The replies to her question were revealing. “Scared, anxious, stressed coated in a thin layer of hope,” went one. “Doing fine 😊hoping that this nightmare will be over soon though,” went another. One person mentioned that they were coping by watching Sons of Anarchy. Another mentioned that they were getting through by eating ice cream. (What kind? Sagal asked. Rocky Road, came the reply.) There were also less-cheerful responses. “Terrible,” one person wrote. “I’m an unemployed bartender. Never been unemployed in my life. I couldn’t be more terrified.” Another responded: “Hanging in there. Working from home until mid April. Mom is under Hospice care at her nursing home and, as of today, we can no longer visit. That really kills me.”
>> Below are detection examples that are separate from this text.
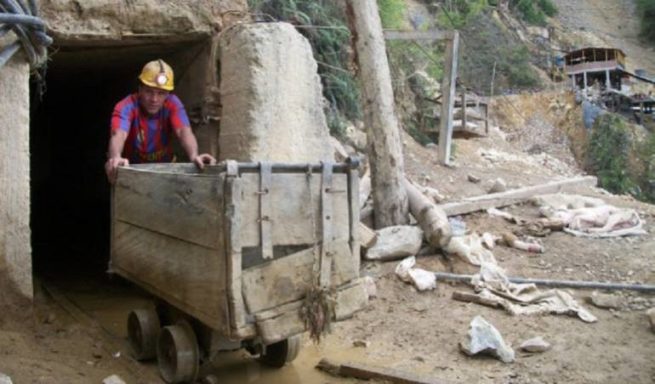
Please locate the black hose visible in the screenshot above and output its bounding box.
[0,42,20,68]
[0,0,52,71]
[0,13,45,28]
[434,272,655,292]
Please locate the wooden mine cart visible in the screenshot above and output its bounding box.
[110,159,367,383]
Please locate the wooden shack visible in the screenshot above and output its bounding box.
[564,47,626,90]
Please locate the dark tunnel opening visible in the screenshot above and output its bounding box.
[30,42,201,277]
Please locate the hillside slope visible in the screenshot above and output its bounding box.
[553,0,655,76]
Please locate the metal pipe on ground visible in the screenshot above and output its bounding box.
[434,272,655,293]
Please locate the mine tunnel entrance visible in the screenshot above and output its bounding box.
[30,40,209,278]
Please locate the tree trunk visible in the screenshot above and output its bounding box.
[347,0,408,228]
[405,180,452,248]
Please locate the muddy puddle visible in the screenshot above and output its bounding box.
[52,277,366,384]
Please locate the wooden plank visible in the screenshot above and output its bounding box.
[438,31,459,165]
[257,309,305,344]
[348,169,361,271]
[242,239,359,314]
[258,161,273,259]
[113,168,222,249]
[112,221,228,332]
[318,163,336,289]
[240,173,350,247]
[462,92,468,135]
[316,359,452,384]
[224,171,246,332]
[384,30,453,40]
[438,176,598,216]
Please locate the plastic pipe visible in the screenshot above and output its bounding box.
[434,272,655,292]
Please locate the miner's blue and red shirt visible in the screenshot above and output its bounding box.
[111,93,190,164]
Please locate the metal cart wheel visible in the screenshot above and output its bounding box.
[127,308,160,361]
[259,335,301,368]
[157,322,200,384]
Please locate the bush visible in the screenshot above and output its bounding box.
[437,0,489,29]
[637,0,655,44]
[587,113,636,194]
[378,0,407,29]
[637,133,655,203]
[248,0,362,135]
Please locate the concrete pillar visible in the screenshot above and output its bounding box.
[219,23,334,163]
[0,52,33,300]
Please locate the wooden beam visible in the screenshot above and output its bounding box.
[384,30,456,40]
[316,359,452,384]
[438,176,598,216]
[438,31,459,165]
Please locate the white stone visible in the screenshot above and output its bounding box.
[366,225,423,260]
[219,23,333,163]
[102,375,126,384]
[364,276,378,299]
[459,316,514,363]
[589,292,623,309]
[646,308,655,332]
[519,336,550,352]
[489,178,507,193]
[466,173,480,183]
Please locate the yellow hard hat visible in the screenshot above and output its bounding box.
[139,59,174,91]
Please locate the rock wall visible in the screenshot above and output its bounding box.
[40,0,248,43]
[0,53,33,301]
[219,23,333,162]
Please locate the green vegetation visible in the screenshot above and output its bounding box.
[437,0,489,29]
[248,0,358,136]
[637,0,655,44]
[587,113,637,195]
[378,0,407,29]
[587,113,655,203]
[459,13,541,95]
[637,133,655,203]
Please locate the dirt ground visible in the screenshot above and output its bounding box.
[5,0,655,384]
[0,91,655,383]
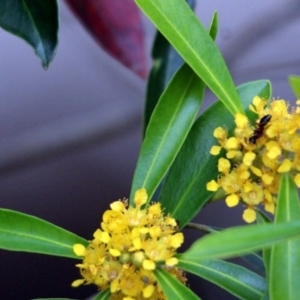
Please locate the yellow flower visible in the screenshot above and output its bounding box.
[72,189,186,300]
[206,96,300,223]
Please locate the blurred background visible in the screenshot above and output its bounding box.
[0,0,300,300]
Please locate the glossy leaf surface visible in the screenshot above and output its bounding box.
[159,80,271,228]
[0,209,88,259]
[178,258,266,300]
[66,0,147,78]
[0,0,59,68]
[269,174,300,300]
[154,269,200,300]
[130,64,205,201]
[178,221,300,260]
[143,0,204,132]
[136,0,243,115]
[241,252,266,275]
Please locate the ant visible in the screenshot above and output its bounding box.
[249,115,272,144]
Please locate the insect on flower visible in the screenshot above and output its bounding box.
[249,115,272,144]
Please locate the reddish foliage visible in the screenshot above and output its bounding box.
[66,0,147,78]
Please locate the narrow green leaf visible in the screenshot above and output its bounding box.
[256,211,272,281]
[0,209,88,259]
[130,64,205,201]
[178,221,300,260]
[159,80,271,228]
[288,75,300,99]
[208,11,219,41]
[143,0,195,132]
[178,258,266,300]
[93,288,111,300]
[269,173,300,300]
[154,269,200,300]
[136,0,243,115]
[0,0,59,68]
[241,253,266,276]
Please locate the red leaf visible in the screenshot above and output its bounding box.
[65,0,147,78]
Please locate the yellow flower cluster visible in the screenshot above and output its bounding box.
[207,96,300,223]
[72,189,186,300]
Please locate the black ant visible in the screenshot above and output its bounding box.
[249,115,272,144]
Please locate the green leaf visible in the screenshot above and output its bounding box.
[208,11,219,41]
[288,75,300,99]
[0,0,59,68]
[241,253,266,275]
[93,288,111,300]
[159,80,271,228]
[256,211,272,280]
[0,209,88,259]
[177,258,266,300]
[154,269,200,300]
[143,0,195,132]
[269,173,300,300]
[178,221,300,260]
[136,0,243,115]
[130,64,205,201]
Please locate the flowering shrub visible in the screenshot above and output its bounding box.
[0,0,300,300]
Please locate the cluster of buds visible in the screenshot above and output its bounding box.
[207,96,300,223]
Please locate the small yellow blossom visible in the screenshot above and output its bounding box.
[218,157,230,174]
[277,158,293,173]
[206,96,300,223]
[295,173,300,188]
[72,189,186,300]
[243,151,256,166]
[234,113,248,129]
[225,194,239,207]
[206,180,219,192]
[243,208,256,223]
[210,146,222,155]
In some ways, those answers merely reveal the intimacy of celebrity in the age of social media. But they also suggest a much more specific state of affairs, as the COVID-19 pandemic hits the United States: Sagal’s simple question elicited answers of hope, of chaos, of fear, of heartbreak, of resilience. In ordinary times, “How are you doing?” and “How are you?” are polite but perfunctory: They are questions that aren’t really questions, though they might yield answers (the equally dutiful “I’m fine, thanks”). Just as in other languages—¿Cómo estás? Ça va? Nĭ hăo—the query is generally a simple greeting. I’ve occasionally made the mistake of taking it literally—when I’m not fine, saying so—and each time I’ve been made to remember that the honesty was a breach of etiquette. In ordinary times, people don’t ask “How are you?” because they want a real answer; they ask it because asking is what you do.